Chooi and Chen think the simulation is on target. “[Managers’] days are that hectic,” Chooi says. The system was designed to force employees to make decisions with incomplete information and prioritize multiple tasks and interruptions. After the simulation, Chen recalls, “I was exhausted. The time went by very fast, and you’re in high reactive mode.”

Catalyst runs on Motorola’s intranet, so it’s easily accessible to managers anywhere, anytime. But the system requires facilitation by a trained “assessor” who works closely with employees, interviewing them before the simulation, participating in telephone role-plays, analyzing and tweaking the employee profile that the software generates, and discussing the results with the manager. Aon built a report generator that can integrate data from the simulation with third-party assessment tools, such as 360-degree surveys, personality tests and leadership inventories, into a profile of the manager’s strengths and skill gaps. The manager and his supervisor then create a long-term development plan. Brookhouse hopes that Catalyst will become an integral part of the company’s management education program offered through Motorola University.

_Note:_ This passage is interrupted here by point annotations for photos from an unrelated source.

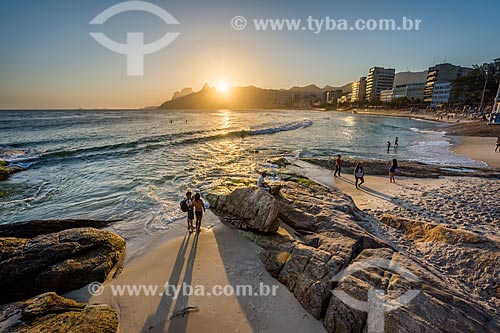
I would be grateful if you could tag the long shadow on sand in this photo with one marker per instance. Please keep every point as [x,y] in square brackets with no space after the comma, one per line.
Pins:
[179,323]
[158,321]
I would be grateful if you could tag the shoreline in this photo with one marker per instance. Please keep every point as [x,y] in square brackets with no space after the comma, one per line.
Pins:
[218,255]
[480,149]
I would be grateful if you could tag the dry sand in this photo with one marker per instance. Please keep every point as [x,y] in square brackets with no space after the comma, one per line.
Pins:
[217,256]
[479,149]
[220,256]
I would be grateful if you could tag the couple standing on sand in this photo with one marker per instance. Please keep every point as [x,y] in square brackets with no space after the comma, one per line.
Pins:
[195,207]
[359,172]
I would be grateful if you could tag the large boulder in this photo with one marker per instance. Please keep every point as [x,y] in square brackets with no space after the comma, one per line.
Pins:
[472,258]
[328,235]
[52,313]
[249,208]
[58,262]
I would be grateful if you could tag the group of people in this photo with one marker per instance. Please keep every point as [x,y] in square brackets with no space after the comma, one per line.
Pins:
[195,208]
[396,144]
[359,172]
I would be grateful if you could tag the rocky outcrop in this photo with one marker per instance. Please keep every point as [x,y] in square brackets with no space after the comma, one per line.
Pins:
[327,238]
[280,161]
[58,262]
[34,228]
[52,313]
[471,258]
[249,208]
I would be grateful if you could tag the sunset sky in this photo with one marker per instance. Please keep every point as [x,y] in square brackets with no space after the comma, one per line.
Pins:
[49,60]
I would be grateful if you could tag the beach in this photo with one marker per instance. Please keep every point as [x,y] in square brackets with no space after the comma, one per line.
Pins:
[219,255]
[161,254]
[479,149]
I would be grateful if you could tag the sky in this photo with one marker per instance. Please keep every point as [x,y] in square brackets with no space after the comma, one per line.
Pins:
[48,60]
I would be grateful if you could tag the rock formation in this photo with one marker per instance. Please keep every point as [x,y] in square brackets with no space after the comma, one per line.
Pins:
[327,238]
[52,313]
[249,208]
[58,262]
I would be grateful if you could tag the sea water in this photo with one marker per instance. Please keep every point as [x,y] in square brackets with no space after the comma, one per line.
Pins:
[135,165]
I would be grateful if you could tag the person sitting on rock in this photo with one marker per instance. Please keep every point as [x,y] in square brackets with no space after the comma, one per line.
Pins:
[262,182]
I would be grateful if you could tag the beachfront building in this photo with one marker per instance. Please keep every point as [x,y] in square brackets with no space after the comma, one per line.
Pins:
[330,97]
[413,92]
[441,93]
[358,90]
[442,73]
[378,79]
[386,95]
[344,99]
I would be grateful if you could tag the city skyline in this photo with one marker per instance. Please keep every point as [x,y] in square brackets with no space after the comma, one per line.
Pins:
[49,61]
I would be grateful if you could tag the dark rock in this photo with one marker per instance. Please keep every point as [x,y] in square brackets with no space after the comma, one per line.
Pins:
[250,208]
[281,161]
[58,262]
[52,313]
[30,229]
[6,171]
[331,237]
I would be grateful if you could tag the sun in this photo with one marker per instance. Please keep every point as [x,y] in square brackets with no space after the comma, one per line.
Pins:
[222,87]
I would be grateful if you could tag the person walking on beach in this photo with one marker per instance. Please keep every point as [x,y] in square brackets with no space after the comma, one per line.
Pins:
[199,208]
[188,203]
[338,166]
[392,170]
[262,182]
[359,174]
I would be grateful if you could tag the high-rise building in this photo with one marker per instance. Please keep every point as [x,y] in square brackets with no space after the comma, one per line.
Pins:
[386,95]
[441,93]
[412,91]
[358,90]
[442,73]
[378,79]
[330,97]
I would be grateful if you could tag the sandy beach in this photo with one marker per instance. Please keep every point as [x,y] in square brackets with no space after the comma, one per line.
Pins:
[220,256]
[478,148]
[217,256]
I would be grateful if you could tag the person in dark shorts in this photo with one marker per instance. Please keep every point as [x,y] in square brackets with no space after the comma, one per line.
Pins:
[338,166]
[392,170]
[199,208]
[190,219]
[359,175]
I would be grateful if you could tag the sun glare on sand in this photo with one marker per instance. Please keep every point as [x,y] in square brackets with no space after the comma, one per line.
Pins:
[222,87]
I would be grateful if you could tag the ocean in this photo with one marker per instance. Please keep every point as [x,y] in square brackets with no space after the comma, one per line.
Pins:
[136,165]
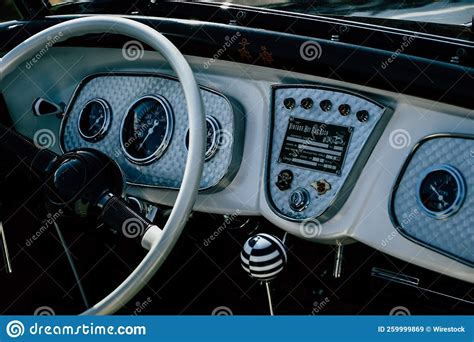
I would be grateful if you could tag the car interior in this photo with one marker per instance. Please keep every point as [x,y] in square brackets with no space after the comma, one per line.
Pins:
[240,158]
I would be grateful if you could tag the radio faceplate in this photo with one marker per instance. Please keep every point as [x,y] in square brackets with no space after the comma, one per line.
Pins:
[321,138]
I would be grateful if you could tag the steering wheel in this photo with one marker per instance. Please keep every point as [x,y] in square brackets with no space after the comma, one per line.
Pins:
[86,165]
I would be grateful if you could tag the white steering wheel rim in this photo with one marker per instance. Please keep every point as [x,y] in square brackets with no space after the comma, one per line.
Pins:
[159,243]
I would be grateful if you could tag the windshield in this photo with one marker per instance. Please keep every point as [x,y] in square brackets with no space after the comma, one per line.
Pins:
[442,11]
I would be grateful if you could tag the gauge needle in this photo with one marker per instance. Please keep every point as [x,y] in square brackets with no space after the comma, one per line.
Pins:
[96,121]
[440,197]
[150,132]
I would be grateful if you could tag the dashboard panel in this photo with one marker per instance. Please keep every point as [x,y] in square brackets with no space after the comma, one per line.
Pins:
[141,120]
[320,138]
[363,217]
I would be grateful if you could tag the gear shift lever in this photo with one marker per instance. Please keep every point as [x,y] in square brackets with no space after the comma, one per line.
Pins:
[263,257]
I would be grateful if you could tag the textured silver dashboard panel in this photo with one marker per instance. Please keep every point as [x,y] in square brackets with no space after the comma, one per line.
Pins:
[453,236]
[121,91]
[304,177]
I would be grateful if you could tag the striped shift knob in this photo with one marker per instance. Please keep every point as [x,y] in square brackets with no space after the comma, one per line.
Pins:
[263,256]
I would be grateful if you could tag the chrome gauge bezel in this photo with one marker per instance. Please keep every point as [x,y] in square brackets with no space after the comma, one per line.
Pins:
[168,132]
[460,196]
[105,126]
[212,150]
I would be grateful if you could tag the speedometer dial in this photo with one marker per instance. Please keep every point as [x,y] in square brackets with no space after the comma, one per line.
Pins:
[94,120]
[147,129]
[441,191]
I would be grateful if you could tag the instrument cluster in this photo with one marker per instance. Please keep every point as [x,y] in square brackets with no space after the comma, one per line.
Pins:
[141,121]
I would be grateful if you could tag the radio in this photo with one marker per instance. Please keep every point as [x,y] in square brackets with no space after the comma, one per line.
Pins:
[321,138]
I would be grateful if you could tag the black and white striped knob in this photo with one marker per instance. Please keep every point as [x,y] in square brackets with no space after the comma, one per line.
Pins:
[263,256]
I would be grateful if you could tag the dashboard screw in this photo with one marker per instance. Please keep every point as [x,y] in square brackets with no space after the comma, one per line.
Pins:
[307,103]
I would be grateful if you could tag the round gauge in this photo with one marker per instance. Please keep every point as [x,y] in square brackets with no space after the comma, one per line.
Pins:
[94,120]
[441,191]
[212,137]
[146,129]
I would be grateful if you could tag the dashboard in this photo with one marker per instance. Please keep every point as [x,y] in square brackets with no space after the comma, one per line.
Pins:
[325,160]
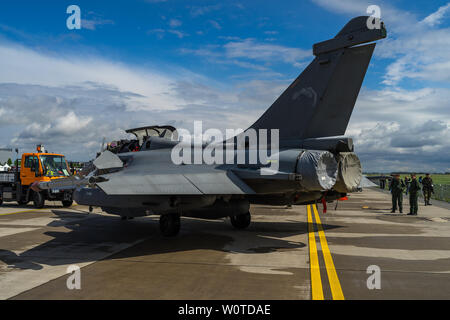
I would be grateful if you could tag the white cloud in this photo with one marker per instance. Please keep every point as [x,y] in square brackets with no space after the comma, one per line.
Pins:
[175,23]
[215,24]
[436,17]
[25,66]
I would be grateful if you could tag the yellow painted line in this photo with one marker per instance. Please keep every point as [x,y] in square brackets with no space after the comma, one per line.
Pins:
[316,281]
[335,285]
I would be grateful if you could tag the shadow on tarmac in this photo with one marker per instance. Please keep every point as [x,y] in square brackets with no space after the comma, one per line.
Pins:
[96,233]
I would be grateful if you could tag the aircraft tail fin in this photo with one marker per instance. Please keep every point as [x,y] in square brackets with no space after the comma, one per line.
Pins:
[320,101]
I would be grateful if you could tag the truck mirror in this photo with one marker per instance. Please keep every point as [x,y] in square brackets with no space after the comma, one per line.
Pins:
[35,168]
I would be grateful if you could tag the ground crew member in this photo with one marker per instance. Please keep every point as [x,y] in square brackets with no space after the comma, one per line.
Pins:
[414,188]
[407,183]
[427,184]
[396,188]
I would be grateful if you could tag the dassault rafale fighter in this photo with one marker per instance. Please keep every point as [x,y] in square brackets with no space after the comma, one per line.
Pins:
[314,162]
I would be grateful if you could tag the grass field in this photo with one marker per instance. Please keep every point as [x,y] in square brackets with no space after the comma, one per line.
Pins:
[441,184]
[438,178]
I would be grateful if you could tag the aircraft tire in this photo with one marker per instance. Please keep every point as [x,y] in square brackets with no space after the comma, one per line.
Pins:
[241,221]
[38,200]
[22,202]
[67,203]
[169,224]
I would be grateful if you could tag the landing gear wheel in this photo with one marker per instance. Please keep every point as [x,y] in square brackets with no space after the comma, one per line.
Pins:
[169,224]
[38,200]
[241,221]
[67,203]
[22,202]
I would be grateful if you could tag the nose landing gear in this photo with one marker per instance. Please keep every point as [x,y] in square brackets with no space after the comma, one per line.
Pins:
[241,221]
[169,224]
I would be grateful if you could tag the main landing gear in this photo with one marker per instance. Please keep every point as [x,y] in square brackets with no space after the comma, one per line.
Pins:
[169,224]
[241,221]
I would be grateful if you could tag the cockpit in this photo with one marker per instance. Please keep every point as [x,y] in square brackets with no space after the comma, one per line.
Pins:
[144,138]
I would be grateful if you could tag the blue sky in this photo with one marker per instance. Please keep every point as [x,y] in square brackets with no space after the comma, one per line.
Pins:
[149,62]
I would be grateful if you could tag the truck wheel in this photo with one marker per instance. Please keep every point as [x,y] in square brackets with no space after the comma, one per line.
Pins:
[38,200]
[67,203]
[22,202]
[241,221]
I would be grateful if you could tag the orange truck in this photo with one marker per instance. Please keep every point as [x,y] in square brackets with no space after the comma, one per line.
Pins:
[36,167]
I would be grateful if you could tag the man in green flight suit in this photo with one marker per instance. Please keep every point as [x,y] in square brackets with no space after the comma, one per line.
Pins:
[396,188]
[427,184]
[414,189]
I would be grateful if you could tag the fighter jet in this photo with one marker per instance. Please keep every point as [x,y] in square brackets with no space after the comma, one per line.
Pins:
[315,162]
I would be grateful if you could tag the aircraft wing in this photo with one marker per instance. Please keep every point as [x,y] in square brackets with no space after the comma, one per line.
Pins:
[200,183]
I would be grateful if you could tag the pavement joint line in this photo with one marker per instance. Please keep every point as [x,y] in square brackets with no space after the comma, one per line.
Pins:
[33,210]
[316,281]
[335,285]
[277,267]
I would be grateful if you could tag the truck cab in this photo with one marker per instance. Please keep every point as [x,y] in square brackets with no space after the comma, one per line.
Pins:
[35,167]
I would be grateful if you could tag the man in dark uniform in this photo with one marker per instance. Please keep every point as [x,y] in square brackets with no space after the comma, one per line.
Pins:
[414,188]
[396,188]
[427,184]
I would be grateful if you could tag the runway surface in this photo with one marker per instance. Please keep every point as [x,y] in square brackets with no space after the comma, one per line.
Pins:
[286,253]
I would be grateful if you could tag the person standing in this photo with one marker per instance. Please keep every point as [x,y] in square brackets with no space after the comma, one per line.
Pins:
[407,184]
[396,188]
[427,189]
[414,189]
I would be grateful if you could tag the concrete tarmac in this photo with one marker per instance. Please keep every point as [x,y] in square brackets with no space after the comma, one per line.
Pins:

Assess the Assessment Tools

There are many management assessment tools on the market, and companies must know how to select one and use it properly. Ivancevich advises companies to develop a profile of their typical manager as a prototype for modeling the simulation. Companies should also have a psychologist review the normative data of the test and the credentials of the testing partner, he suggests. Then there is the problem of accuracy. Verbal and quantitative skills are fairly easy to measure, but beyond that it gets murky. For instance, an aspiring manager could fake her interests or leadership style in order to get a promotion, Ivancevich says. Stereotyping is another issue. “People go through the assessment and walk away with their ’type,’ and then they put a label on themselves and other people,” says Jim Masciarelli, CEO of Archer Development, a change management and executive coaching consultancy in Gloucester, Mass. For this reason, Masciarelli has scaled back the use of assessment tools in his practice in favor of on-the-job coaching and other hands-on approaches.

The bigger issue, perhaps, is motivating managers to use the tools and devote the time. “Managers are still squeamish about going through the four-hour process,” Brookhouse says. And if the multimedia software is sluggish and the system has poor navigation, employees will quickly lose patience. Chooi found some annoying glitches with Catalyst’s e-mail simulation. To head off some of these problems, users need access to a live instructor during the training, says Masciarelli. Motorola employs onsite test administrators for this purpose.

There are larger concerns with training managers online. Masciarelli, for one, does not believe e-tools are effective unless combined with the classroom. Managers and executives respond more to face-to-face interaction than to a computer program, he says. “[Managers] know that the training is a second order of magnitude, and the first is to get their people aligned and talking with each other.”

Even so, Brookhouse remains upbeat about the tool’s long-term impact at Motorola. She believes that Motorola’s careful design of the system and the eventual plan to institutionalize skills development of managers and tie rewards to performance will ensure the program’s success. Her biggest hurdle now is funding. Hiring and training the assessors is a costly exercise, and the slowing economy is preventing Motorola from quickly expanding the project. “I’m frustrated that we have to scale back now,” she says.

Finally, the success of Motorola’s leadership development program rides on the thorny yet age-old training problem of skills retention. Too often, employees leave the learning in the classroom. Even Chen, a career development manager no less, did not create a development plan after going through the simulation. Why not? “My own laziness,” he says.

Experts seem to agree that a follow-up process is crucial. Masciarelli insists that participants should receive rewards and recognition for performance improvement. Senior managers should use the employee profiles in a controlled and confidential way to make decisions, Ivancevich adds. Otherwise, the fancy reports get stuffed into a drawer, just like any other training information?online or not.